Neue Westfälische - Bielefelder Tageblatt - Bielefeld Ost

- Lothar Schmalen, Düsseldorf

Man mag darüber streiten, ob Elmar Brok sich mit bald 73 Jahren noch einmal eine Kandidatur für das Europa-Parlament antun muss und ob er nach 39 Jahren Platz machen sollte für Jüngere. Doch den unwürdigen Abschied, den der CDULandesv­orstand ihm bereiten will, indem er ihn kurzerhand von der Kandidaten­liste kippt, hat einer der bekanntest­en deutschen Europa-Politiker nicht verdient.
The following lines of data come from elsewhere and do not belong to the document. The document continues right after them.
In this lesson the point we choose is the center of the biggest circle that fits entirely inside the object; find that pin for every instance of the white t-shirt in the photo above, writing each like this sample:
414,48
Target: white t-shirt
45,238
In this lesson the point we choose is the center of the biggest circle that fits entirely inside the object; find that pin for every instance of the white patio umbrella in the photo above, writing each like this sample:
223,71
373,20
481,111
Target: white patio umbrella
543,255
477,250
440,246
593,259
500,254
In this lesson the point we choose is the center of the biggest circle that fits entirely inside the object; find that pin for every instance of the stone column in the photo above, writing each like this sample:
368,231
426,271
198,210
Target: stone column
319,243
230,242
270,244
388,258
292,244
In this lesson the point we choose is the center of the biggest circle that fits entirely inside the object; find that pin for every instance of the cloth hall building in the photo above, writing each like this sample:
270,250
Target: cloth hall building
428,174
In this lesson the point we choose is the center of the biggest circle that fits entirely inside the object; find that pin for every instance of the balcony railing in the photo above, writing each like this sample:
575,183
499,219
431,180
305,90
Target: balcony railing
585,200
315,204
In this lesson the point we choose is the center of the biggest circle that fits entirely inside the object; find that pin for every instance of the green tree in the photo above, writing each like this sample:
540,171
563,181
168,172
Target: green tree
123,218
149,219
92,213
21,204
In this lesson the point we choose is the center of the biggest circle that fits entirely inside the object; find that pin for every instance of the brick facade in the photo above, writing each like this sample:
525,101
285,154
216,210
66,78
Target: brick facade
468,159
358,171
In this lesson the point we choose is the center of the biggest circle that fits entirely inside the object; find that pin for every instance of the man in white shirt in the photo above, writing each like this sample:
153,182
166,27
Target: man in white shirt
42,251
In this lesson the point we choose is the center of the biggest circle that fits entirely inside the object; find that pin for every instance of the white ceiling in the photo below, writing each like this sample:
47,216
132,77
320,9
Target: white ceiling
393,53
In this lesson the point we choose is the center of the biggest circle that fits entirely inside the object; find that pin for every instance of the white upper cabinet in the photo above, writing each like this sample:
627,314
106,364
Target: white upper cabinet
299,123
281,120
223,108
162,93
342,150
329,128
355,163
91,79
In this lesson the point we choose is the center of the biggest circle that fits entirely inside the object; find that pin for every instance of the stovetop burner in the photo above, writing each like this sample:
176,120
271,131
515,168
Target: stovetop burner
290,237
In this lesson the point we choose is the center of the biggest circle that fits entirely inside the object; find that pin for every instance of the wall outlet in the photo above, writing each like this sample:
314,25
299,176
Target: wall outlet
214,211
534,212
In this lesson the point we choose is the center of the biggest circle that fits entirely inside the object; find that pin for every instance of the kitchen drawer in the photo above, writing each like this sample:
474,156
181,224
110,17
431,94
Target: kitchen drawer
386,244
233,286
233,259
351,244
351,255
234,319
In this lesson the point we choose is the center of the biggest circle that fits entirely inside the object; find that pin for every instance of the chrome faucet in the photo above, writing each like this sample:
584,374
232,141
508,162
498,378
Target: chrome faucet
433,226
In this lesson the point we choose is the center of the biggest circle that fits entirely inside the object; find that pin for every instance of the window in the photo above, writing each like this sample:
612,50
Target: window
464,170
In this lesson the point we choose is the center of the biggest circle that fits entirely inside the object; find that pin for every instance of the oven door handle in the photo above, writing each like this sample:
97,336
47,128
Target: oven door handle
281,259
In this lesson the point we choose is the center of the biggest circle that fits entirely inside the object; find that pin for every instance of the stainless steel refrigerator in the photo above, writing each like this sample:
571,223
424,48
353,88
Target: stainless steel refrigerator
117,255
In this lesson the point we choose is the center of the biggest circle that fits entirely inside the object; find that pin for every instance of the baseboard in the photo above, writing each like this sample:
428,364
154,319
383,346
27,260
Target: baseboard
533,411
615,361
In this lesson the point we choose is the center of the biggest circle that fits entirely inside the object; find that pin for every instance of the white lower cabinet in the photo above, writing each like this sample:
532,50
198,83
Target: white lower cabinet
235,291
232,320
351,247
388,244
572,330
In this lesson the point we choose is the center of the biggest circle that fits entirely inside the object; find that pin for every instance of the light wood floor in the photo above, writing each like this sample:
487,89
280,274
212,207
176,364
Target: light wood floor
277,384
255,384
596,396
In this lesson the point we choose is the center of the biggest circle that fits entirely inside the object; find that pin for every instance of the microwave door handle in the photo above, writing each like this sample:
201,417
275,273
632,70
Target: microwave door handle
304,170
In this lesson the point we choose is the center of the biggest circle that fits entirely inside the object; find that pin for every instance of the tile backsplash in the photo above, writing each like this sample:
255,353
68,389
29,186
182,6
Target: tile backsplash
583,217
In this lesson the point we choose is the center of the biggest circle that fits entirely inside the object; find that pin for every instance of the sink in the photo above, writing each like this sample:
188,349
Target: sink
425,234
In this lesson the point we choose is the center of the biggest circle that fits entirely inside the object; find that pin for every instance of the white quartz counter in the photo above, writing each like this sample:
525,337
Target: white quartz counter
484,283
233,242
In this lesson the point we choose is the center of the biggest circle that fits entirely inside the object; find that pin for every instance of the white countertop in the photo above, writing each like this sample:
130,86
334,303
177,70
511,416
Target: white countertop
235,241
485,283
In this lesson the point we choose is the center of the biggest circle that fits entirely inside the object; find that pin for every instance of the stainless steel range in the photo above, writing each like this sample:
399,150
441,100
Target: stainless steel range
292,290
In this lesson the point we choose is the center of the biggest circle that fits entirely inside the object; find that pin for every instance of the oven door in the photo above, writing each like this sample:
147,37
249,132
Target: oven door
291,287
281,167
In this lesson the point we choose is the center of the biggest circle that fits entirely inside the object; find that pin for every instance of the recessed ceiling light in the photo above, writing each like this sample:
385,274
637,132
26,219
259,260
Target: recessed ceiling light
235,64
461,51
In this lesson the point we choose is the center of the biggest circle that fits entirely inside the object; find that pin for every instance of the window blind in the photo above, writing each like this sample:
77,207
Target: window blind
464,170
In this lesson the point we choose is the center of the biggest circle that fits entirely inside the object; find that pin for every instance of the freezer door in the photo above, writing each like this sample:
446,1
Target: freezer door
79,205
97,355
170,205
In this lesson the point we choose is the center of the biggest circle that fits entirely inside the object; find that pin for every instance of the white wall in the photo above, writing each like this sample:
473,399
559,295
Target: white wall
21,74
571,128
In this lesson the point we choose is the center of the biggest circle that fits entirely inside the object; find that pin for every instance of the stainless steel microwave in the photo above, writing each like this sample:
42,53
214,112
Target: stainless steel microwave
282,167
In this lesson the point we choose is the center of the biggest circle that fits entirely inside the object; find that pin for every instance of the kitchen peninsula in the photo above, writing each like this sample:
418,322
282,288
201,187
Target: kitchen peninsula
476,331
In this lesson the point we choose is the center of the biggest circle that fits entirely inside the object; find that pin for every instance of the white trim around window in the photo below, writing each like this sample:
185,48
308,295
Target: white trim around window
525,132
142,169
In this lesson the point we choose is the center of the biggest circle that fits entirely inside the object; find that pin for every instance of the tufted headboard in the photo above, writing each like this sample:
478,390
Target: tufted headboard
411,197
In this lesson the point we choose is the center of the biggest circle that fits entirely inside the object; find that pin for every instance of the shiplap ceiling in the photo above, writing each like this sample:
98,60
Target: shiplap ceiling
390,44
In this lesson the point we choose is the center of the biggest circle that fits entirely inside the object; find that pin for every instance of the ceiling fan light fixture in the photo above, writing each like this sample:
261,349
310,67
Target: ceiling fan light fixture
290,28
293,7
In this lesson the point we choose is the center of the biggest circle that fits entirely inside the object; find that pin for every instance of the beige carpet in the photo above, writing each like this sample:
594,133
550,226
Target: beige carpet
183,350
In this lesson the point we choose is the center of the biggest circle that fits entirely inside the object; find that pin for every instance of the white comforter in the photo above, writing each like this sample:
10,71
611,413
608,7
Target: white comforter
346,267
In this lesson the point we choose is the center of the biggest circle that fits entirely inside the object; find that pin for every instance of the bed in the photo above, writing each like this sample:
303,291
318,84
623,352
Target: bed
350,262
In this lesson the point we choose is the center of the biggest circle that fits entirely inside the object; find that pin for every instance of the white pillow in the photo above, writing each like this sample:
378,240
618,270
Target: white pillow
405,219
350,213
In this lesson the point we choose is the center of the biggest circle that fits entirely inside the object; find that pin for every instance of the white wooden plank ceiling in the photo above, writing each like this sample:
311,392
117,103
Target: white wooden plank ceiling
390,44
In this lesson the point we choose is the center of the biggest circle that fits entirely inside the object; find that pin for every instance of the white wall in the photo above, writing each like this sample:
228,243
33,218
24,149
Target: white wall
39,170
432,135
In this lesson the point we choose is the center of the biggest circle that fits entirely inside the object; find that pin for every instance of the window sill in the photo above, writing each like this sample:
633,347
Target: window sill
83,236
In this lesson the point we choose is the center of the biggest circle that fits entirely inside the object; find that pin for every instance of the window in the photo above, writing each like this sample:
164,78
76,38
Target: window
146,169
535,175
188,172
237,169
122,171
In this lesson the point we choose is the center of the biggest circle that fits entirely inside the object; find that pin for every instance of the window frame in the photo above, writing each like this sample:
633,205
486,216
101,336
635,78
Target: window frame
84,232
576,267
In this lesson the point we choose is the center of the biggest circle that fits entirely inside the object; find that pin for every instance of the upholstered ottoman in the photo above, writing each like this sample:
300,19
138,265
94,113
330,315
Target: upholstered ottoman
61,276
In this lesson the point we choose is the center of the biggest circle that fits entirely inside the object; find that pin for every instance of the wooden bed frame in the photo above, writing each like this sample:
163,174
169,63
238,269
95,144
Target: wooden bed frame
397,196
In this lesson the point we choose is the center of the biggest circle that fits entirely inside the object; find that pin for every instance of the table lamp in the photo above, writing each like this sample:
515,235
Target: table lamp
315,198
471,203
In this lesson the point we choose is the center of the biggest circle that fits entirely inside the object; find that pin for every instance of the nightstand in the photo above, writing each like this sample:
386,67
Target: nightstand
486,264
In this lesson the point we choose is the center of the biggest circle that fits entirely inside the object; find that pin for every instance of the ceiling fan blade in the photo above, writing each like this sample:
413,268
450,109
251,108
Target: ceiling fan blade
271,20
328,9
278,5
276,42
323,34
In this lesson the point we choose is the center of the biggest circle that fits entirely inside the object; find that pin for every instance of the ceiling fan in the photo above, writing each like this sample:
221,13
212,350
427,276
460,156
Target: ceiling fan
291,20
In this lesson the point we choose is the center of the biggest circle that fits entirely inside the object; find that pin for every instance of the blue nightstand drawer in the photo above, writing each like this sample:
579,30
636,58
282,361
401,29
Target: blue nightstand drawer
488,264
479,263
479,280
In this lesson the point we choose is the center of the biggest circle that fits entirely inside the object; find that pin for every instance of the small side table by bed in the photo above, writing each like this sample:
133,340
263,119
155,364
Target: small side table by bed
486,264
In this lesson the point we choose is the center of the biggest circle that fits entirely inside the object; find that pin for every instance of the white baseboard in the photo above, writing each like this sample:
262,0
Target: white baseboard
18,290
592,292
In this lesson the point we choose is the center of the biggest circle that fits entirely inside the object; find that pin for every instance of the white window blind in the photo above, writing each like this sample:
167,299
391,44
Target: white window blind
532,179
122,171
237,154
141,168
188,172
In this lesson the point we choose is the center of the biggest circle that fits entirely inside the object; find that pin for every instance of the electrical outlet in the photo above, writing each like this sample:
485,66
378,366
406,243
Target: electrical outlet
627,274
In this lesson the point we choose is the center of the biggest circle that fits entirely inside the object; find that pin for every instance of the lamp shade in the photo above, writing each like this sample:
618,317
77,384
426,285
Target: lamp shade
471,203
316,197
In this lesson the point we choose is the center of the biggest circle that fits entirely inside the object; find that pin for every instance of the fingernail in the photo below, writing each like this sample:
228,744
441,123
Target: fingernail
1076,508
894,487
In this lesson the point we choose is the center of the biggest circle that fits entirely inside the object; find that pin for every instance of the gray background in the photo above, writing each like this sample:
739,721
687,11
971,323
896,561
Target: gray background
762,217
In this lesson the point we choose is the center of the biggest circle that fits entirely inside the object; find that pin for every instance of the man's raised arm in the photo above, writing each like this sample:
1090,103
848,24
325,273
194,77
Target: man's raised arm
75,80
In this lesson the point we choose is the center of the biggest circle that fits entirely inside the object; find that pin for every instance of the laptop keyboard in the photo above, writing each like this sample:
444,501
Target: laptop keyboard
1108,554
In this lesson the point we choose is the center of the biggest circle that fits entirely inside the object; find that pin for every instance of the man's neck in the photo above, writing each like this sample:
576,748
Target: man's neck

Ihn vom Hof zu jagen und durch einen völlig unbekannte­n Politiker vom Niederrhei­n zu ersetzen, ist einfach schofelig. Brok ist eines der wenigen Gesichter der Europa-Politik, die man kennt. Und seine Analysen zu europapoli­tischen Fragen sind immer noch so interessan­t und fundiert, dass auch viele internatio­nale Medien sich gerne mit Brok als Interview-Partner schmücken. Und dass es erfahrene Europapoli­tiker des Kalibers von Brok braucht, weil die Folgen des Austritts von Großbritan­nien aus der EU völlig unkalkulie­rbar sind, ist kaum zu bestreiten.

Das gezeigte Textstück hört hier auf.